Question

The Royal Fruit Company produces two types of fruit drinks. The first type is

35%
pure fruit juice, and the second type is
60%
pure fruit juice. The company is attempting to produce a fruit drink that contains
40%
pure fruit juice. How many pints of each of the two existing types of drink must be used to make
150
pints of a mixture that is
40%
pure fruit juice?

Answer 1

• 120 pints of 35% juice

• 30 pints of 60% juice

Explanation:

You are asked to find the quantity of each kind of juice, and you are told the total quantity required. It is generally convenient to choose a variable to represent the quantity that makes the greatest contribution to the mix. Here, that is the 60% juice, so we can let q represent the quantity (in pints) required of that.

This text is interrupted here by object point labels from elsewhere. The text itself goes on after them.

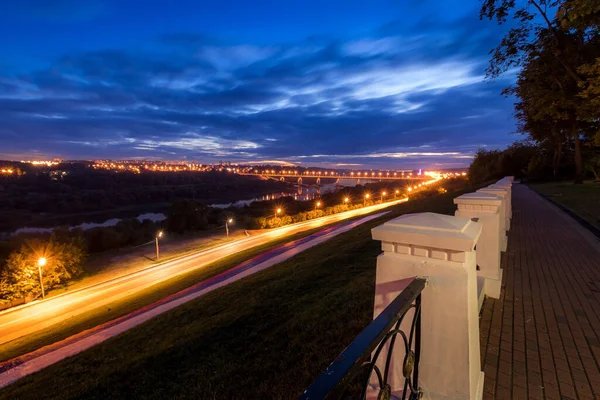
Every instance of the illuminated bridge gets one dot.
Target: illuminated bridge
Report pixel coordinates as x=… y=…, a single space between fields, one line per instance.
x=318 y=175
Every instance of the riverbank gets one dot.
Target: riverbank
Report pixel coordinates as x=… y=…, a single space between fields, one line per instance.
x=284 y=324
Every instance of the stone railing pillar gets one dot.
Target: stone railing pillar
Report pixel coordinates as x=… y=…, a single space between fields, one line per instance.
x=485 y=208
x=506 y=185
x=440 y=248
x=504 y=220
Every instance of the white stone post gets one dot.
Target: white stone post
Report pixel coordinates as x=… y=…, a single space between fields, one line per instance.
x=440 y=248
x=506 y=185
x=504 y=220
x=486 y=208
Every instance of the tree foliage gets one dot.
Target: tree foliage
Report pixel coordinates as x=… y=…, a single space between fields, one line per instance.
x=20 y=276
x=555 y=45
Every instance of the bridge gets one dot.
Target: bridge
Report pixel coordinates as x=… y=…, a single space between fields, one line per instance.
x=318 y=175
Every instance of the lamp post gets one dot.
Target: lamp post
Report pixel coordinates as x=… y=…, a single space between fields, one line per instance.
x=158 y=235
x=227 y=222
x=41 y=263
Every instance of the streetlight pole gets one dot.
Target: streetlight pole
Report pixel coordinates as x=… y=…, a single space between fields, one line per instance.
x=41 y=263
x=158 y=235
x=227 y=222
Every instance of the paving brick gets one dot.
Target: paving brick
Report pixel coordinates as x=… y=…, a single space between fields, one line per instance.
x=536 y=345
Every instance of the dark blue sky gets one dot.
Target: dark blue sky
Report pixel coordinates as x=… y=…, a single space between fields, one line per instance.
x=376 y=83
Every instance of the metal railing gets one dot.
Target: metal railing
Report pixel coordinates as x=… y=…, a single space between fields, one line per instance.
x=359 y=360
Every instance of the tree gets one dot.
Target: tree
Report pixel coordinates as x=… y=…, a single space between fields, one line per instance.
x=20 y=277
x=557 y=54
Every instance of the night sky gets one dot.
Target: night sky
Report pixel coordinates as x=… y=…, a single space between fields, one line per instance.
x=392 y=84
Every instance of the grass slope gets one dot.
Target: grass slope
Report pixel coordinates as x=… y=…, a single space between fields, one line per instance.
x=265 y=337
x=583 y=200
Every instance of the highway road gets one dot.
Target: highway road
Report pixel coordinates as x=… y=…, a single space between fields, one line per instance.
x=35 y=316
x=15 y=369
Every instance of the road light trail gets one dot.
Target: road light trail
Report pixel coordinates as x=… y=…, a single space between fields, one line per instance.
x=16 y=369
x=36 y=316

Then (150-q) is the quantity required of 35% juice.

The total amount of juice in the mix is ...

0.60q + 0.35(150 -q) = 0.40·150

0.25q = 150(0.40 -0.35) . . . . simplify, subtract 0.35·150

q = 150(0.05/0.25) = 30 . . . . pints of 60% juice

150-q = 120 . . . . . . . . . . . . . . . pints of 35% juice

120 pints of 35% juice and 30 pints of 60% juice are required to make 150 pints of 40% juice.